When Archbishop Roger blesses the Chrism Oil – the oil we use for
Baptisms and Confirmations – he stoops down and blows over the oil; a very
powerful symbolic gesture.
There
is another story in which breath is used in an amazing way. Again in the mists of time, God was playing
around with clay and fashioned himself a man – not like those Chinese warriors
that have all been turned into immovable terracotta – this was till soft,
pliable wet clay – and God breathed breath into his nostrils and the man began
to live.

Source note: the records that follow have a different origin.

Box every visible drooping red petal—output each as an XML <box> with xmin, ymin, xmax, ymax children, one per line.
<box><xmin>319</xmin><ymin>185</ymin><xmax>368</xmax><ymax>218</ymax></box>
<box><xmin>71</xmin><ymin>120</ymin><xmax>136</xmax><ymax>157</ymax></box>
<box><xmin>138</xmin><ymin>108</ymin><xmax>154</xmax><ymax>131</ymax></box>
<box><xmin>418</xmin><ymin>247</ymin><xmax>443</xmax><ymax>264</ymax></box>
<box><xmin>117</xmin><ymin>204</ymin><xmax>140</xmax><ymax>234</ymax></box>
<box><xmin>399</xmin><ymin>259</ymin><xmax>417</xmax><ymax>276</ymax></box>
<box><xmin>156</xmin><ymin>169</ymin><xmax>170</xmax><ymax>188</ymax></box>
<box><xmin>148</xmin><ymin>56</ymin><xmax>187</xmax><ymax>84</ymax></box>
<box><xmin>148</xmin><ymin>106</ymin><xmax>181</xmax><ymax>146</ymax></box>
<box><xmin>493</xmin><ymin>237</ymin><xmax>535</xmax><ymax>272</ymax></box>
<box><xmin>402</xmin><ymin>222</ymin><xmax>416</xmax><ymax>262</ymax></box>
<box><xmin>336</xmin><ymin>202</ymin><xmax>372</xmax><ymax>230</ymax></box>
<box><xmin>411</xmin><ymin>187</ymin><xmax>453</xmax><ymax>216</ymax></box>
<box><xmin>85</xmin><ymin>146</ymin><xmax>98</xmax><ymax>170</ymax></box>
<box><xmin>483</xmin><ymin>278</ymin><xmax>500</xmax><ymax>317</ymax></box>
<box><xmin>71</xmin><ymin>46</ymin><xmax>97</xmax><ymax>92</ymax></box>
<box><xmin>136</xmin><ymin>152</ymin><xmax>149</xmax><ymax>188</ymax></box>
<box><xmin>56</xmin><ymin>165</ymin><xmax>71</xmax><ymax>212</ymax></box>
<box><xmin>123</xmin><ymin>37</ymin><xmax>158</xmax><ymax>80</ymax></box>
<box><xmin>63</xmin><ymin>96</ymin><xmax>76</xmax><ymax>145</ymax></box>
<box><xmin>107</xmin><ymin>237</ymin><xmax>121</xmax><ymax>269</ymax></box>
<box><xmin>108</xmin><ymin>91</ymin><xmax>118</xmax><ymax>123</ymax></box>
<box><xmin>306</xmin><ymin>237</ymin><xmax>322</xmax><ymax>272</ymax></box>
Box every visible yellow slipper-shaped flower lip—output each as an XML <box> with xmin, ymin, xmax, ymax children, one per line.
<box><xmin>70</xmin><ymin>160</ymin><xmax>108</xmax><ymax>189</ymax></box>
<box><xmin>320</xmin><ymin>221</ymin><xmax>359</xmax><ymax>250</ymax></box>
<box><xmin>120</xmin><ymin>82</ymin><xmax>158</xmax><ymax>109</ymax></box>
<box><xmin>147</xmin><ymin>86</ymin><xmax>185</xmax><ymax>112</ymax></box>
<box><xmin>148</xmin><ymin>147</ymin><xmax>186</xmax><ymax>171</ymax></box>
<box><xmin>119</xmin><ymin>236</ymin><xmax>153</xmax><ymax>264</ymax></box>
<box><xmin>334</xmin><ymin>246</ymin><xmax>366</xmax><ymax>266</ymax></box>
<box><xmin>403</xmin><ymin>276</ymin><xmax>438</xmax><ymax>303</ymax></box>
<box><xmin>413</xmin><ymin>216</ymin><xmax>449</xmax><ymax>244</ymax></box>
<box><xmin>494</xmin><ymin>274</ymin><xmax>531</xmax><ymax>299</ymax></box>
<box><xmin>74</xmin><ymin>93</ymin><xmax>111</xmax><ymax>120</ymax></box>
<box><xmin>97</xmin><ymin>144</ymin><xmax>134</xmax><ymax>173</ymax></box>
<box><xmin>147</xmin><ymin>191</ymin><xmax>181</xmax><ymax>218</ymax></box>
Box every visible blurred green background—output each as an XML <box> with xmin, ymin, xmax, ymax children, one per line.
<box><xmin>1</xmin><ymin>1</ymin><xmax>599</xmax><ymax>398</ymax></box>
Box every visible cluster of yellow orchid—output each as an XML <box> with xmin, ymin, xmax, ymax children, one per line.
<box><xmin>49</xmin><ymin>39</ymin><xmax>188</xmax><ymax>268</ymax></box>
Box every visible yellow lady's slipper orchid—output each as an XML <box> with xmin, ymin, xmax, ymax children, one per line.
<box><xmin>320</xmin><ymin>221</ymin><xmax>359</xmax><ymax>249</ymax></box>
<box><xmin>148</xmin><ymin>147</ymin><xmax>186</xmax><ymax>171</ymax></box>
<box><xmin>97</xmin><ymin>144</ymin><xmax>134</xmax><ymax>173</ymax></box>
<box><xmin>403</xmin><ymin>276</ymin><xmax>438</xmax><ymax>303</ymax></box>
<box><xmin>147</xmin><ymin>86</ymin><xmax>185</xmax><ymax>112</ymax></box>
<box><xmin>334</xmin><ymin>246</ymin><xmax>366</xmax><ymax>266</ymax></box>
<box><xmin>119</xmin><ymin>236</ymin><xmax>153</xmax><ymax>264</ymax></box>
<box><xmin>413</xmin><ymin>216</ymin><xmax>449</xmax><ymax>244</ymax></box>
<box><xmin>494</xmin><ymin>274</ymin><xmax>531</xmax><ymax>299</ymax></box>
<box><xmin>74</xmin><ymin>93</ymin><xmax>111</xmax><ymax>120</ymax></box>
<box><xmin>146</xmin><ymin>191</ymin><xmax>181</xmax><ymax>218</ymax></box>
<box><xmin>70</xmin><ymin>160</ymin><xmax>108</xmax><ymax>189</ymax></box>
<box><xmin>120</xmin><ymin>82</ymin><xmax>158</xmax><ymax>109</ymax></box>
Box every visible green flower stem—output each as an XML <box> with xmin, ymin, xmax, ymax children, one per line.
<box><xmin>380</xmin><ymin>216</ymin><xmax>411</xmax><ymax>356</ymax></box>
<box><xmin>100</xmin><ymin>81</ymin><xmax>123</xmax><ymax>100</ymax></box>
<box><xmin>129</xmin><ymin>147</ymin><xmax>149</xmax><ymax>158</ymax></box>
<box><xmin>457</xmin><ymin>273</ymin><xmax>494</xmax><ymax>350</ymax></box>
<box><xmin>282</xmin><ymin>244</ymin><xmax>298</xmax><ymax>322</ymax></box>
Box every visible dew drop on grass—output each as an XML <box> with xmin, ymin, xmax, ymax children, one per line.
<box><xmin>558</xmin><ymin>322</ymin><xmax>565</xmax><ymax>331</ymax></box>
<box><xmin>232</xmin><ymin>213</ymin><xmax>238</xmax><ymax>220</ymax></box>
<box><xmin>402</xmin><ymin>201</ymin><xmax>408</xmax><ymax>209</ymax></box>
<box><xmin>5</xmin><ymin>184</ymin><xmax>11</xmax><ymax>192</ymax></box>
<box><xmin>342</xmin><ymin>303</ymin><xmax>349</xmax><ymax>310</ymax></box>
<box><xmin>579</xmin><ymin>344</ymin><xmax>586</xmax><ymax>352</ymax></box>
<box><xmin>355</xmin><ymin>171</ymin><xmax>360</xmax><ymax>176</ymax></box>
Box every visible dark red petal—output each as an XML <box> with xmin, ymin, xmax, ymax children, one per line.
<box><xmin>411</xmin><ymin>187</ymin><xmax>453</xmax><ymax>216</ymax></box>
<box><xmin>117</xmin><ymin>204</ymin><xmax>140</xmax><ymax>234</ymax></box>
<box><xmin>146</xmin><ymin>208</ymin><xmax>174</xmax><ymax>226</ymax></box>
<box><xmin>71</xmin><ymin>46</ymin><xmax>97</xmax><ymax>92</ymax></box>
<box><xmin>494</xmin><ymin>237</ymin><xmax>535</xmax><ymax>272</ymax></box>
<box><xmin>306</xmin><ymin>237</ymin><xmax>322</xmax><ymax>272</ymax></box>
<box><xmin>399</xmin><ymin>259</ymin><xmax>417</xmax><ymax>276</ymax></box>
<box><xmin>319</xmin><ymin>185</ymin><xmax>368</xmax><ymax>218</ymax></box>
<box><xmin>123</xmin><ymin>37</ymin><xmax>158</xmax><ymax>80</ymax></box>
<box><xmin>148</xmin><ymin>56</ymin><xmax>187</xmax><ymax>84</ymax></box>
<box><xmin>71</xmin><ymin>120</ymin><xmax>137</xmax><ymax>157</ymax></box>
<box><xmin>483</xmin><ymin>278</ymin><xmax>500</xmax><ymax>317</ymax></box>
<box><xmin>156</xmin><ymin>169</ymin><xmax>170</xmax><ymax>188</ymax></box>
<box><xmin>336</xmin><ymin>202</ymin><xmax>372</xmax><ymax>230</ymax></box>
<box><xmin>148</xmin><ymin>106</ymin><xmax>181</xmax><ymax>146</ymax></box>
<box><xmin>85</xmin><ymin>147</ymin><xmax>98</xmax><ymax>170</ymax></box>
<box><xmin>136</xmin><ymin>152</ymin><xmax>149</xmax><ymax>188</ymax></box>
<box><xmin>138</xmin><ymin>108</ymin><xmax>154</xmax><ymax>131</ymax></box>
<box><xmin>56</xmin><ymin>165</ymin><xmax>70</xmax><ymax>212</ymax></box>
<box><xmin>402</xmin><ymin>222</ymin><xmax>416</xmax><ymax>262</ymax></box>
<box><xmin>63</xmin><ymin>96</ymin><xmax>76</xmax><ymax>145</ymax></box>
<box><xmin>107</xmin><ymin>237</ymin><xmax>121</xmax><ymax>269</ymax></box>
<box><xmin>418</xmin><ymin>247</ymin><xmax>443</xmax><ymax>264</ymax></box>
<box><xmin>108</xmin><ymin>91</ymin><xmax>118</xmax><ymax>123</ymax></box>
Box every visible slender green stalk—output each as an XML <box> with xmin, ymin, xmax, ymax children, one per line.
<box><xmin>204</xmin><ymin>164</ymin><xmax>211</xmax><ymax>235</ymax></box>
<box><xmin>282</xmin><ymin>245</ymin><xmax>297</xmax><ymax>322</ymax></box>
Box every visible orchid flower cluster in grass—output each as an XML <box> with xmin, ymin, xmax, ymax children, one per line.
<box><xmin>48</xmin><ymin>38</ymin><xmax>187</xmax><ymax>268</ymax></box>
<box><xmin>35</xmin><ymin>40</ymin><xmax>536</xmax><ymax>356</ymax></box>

It is there in the Ezekiel
story we read today, too.
This
life-giving breath of God that John calls the Spirit of God is showing us that
in the Spirit we are new Creations; this story of Adam is set before sin enters
into our experience, so there is a sense in which this work of the Spirit is
about creating us fully into God’s original plan for humans.
So,
we have these two great Holy Spirit traditions in the Bible and in the Church
and they both can teach us stuff, not least to be respectful of those whose
experience of the Holy Spirit is different from our own.
On
this Pentecost Sunday let us give thanks for both the quiet and the spectacular,
but most of all for the fruits of the Spirit, and especially for that most
important gift of the Spirit that Paul tells us about – love.